Vibrations lumineuses (Anthony Girard à la Schola Cantorum

Vendredi dernier, nous avons écouté un concert entièrement consacré à la musique de chambre d’Anthony Girard dans la salle César Franck de la Schola Cantorum.

Comme vous êtes tellement cultivées, mes chères lectrices, vous connaissez bien la musique d'Anthony Girard. Délicate, raffinée, un peu hors du temps, ni contemporaine ni archaïsante, authentique avant tout. Anthony Girard écrit la musique qu’il veut entendre, avec une simplicité désarmante, presque enfantine. Influencé par le minimalisme post-contemporain et la spiritualité d’Arvo Pärt, mais aussi par la poésie, il incarne la continuité et la permanence d’une certaine tradition française (Satie, Fauré, Poulenc, Greif et les autres).

Nous commençons par Le porteur de flamme, messager de la joie, interprété brillamment par le dédicataire Philippe Portejoie au saxophone, avec Frédérique Lagarde au piano. Le compositeur nous dit que ce messager de joie est le musicien, chargé d’apporter la douceur et la consolation dans les cœurs. Une belle énergie rythmique grâce aux motifs rythmiques par 5, un peu jazzy, et une vraie sensation de joie. C'est suffisamment rare pour être souligné, tant il y a d'oeuvres contemporaines parfaitement sinistres. C’est une pièce que j’aime beaucoup même si je la trouve un peu répétitive par moments. On peut en écouter une version de concert ici.

Ensuite vient une pièce récente (2024) pour deux flûtes et piano, très brillamment joué par Éric et Patrice Kirchhoff. Magnifiquement écrite pour l’instrument, et la symbiose des deux flûtistes virtuoses fait vraiment plaisir à voir autant qu’à entendre. Girard utilise presque le piano comme une troisième flûte en le plaçant beaucoup dans l’aigu pour dialoguer avec elles, et ça sonne très bien.

Retour du saxophone pour une pièce de 2010, Éloge de la folie. Anthony Girard nous cite un poète soufi qui précise que cette folie n’est pas celle que procure la boisson, mais plutôt l’ivresse amoureuse. Les accords mystérieux du début me font un peu penser aux sugar chords du jazz, ces accords saturés mais pas dissonants. Magnifique écriture mélodique, très inspirée. J’adore.
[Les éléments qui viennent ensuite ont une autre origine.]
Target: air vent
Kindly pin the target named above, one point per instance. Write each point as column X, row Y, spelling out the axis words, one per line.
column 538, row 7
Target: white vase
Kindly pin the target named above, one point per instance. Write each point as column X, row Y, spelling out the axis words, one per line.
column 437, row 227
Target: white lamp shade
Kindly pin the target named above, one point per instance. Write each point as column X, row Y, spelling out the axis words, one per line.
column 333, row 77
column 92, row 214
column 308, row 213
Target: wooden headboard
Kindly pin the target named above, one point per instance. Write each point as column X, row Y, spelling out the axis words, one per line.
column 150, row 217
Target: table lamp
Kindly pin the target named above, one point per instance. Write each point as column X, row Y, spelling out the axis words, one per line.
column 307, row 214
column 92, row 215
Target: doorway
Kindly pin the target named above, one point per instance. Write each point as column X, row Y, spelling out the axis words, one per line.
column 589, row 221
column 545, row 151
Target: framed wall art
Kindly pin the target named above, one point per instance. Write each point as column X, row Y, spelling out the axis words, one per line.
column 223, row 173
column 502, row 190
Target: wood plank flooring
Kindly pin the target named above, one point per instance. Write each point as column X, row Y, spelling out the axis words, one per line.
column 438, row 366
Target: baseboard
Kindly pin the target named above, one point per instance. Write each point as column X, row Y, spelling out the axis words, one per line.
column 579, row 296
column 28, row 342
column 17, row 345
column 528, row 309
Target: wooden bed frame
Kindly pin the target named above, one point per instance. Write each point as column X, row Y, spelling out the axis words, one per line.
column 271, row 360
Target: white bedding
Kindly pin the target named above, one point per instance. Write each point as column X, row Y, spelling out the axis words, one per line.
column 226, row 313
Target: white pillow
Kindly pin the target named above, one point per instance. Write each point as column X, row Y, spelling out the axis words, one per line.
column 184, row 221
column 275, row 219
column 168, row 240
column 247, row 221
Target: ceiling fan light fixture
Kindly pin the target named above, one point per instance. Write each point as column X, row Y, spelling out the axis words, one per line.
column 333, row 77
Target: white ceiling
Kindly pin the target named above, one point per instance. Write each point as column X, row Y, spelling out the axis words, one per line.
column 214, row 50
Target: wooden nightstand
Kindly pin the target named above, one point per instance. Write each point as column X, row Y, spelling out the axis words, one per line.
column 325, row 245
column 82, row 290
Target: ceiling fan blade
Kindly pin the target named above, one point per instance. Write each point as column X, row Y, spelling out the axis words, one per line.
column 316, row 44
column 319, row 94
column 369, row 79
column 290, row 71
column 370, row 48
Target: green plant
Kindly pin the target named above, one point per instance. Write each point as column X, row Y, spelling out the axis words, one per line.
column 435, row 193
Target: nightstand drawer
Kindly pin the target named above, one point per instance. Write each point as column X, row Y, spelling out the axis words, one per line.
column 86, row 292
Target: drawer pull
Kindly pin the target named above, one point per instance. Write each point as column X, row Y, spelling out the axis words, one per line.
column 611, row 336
Ensuite nous entendons les Vibrations lumineuses pour piccolo et piano, où Patrice Kirchhoff nous démontre que cet instrument mélodique entre tous peut être très doux même dans le suraigu.

Et puis vient une petite pièce pour piano à 4 mains intitulée La Rose et son désir. Le compositeur a placé ce texte en tête de la partition, texte qu’il nous lit avant qu’elle soit jouée :

 

A quoi ressemble le sourire de la rose ?

Où se dirigent ses pensées ?

Hautaine et délicate, finement ouvragée. Elle est fière de sa splendeur.
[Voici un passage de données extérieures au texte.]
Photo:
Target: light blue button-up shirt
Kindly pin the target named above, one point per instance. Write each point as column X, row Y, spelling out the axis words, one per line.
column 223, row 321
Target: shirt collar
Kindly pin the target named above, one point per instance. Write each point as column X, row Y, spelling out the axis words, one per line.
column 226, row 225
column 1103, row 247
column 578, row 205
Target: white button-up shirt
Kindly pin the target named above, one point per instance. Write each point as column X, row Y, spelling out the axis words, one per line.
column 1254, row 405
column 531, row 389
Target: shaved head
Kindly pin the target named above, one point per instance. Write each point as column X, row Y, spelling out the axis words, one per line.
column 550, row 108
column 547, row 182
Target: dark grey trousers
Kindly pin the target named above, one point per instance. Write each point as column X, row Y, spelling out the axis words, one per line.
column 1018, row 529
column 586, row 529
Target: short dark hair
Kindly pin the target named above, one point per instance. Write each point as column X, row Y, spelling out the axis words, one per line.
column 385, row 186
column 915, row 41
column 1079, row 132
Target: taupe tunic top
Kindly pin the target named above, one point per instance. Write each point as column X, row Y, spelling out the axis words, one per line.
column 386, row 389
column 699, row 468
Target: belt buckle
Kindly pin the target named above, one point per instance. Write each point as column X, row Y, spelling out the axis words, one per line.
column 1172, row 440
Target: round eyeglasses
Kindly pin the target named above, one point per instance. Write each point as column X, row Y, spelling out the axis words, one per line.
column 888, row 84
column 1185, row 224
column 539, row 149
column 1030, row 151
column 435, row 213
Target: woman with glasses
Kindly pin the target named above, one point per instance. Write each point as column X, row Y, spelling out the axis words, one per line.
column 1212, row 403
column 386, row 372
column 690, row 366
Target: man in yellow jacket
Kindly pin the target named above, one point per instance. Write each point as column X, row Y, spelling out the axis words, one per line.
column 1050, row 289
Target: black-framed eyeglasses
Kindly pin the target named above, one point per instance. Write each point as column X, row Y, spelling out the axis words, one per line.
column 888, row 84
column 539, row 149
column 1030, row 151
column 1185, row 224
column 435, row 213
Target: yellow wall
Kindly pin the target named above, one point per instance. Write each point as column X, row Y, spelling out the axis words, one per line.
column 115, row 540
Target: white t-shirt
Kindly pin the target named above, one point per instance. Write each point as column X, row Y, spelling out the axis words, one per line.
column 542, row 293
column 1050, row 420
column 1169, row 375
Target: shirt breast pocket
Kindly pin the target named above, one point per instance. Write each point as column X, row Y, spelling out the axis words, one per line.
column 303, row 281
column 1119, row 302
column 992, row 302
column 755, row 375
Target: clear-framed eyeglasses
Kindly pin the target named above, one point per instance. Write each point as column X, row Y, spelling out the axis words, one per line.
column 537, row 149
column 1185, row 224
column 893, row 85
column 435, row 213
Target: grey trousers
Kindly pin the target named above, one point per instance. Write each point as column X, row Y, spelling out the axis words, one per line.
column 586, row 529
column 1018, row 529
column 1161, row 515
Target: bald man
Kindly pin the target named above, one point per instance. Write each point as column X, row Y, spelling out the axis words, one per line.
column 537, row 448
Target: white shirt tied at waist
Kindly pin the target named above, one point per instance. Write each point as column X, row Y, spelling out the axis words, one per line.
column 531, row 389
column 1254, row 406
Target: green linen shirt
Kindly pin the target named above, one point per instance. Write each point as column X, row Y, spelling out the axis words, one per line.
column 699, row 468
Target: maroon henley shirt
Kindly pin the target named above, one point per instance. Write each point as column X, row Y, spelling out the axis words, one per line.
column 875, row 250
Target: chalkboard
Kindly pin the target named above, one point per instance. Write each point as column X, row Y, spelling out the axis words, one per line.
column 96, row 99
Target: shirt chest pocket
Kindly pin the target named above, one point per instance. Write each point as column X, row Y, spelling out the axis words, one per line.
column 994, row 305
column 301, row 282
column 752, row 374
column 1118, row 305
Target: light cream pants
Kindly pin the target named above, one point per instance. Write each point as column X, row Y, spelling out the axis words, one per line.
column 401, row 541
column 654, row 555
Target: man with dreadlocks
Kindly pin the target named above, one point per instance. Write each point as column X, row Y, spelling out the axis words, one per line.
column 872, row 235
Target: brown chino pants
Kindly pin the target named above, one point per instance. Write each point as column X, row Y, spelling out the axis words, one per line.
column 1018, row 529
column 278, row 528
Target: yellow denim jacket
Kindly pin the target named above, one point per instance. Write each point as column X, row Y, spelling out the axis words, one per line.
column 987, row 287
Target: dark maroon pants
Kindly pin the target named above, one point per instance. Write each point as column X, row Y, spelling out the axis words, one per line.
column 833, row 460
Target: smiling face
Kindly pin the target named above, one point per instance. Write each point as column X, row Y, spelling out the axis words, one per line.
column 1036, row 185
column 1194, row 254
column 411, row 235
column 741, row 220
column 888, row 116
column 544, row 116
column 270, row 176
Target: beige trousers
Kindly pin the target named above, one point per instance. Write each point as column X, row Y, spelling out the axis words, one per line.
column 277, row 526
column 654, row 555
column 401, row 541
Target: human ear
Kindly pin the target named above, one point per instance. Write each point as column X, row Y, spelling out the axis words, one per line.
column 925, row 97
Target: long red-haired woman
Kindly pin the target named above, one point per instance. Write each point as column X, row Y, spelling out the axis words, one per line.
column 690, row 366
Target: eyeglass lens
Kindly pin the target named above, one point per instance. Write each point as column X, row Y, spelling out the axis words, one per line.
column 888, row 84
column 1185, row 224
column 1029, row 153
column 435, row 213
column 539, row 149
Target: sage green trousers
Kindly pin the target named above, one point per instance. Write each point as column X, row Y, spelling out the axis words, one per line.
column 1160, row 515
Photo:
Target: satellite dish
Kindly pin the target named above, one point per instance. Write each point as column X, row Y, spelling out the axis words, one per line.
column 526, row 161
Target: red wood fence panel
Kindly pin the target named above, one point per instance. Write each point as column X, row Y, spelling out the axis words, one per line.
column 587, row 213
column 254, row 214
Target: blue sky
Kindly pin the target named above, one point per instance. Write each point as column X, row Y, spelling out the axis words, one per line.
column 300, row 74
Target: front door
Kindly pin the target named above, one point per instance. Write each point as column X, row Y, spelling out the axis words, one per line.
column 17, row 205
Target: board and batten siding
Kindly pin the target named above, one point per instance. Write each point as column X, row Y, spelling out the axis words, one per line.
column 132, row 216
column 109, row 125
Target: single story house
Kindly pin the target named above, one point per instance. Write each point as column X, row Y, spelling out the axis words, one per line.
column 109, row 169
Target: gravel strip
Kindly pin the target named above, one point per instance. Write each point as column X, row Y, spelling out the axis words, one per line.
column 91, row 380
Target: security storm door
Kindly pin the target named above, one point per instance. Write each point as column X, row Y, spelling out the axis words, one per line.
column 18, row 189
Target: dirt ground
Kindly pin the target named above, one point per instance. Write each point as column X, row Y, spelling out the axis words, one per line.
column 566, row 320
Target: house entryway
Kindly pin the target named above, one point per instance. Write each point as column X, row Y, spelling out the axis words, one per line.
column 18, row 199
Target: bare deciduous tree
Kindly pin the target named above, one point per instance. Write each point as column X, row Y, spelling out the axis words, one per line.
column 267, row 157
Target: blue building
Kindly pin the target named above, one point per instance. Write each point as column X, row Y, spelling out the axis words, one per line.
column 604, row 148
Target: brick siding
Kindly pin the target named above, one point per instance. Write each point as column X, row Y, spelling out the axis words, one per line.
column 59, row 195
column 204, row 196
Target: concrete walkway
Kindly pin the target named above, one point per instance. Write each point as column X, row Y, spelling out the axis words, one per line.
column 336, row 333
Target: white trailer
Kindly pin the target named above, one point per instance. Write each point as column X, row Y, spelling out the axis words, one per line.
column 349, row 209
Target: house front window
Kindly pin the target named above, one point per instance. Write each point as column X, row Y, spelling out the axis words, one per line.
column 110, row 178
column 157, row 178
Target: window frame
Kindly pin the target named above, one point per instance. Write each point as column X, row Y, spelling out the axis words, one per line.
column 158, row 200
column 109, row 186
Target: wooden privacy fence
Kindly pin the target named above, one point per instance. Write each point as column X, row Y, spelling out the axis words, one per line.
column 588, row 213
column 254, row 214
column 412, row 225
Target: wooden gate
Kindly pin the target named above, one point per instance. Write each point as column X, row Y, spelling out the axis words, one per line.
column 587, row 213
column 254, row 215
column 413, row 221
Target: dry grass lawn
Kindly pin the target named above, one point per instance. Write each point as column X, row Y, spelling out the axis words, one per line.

  • Je suis la reine des fleurs.

Un papillon blanc, venu respirer son arôme :

  • La reine, tu en es sûre, qui te l'a dit ?
  • Les poètes
  • Ce sont des menteurs ou des illusionnistes.
  • Regarde combien je suis charmante.
  • L'air est plus léger, le soleil plus brillant. La terre qui te nourrit est pleine de vigueur, la pluie te vivifie.
  • Regarde, regarde et sens à quel point je suis merveilleuse et parfumée.
  • Créature éphémère, tes pétales tombent en poussière.
  • La beauté n'est donc pas immortelle ?
  •  Tu n'es qu'un rêve ; seule la rose immatérielle est éternelle.

 

Je ne résiste pas au plaisir de vous montrer les premières mesures de la partition, qui vous donnent un aperçu du style d'Anthony Girard:

 

C’est une passacaille dont la structure harmonique est simplissime : une série d’accords parfaits qui descendent de façon chromatique et parallèle du Do dièse mineur au La mineur. Quoique prohibées par l’harmonie tonale traditionnelle (ou scolaire), ces quintes parallèles peuvent sonner fort bien … à condition de bien les harmoniser, ce dont nous avons une nouvelle démonstration. Cette série de variations légères et gracieuses, délicatement mélancoliques, subtilement dissonantes, avec un petit rythme de sicilienne, m’ont fait penser à des danseuses de ballet.

Nous terminons par une note festive avec la création d’une nouvelle pièce pour flûte, saxophone, basson et piano. Cette pièce prend par moments des tours plus dramatiques, plus sombres.

Ce fut une soirée fort charmante, un peu hors du temps. Un peu comme une bulle de douceur et de poésie préservée par hasard dans un monde de brutalité, de machines bruyantes et d’égoïsme forcené.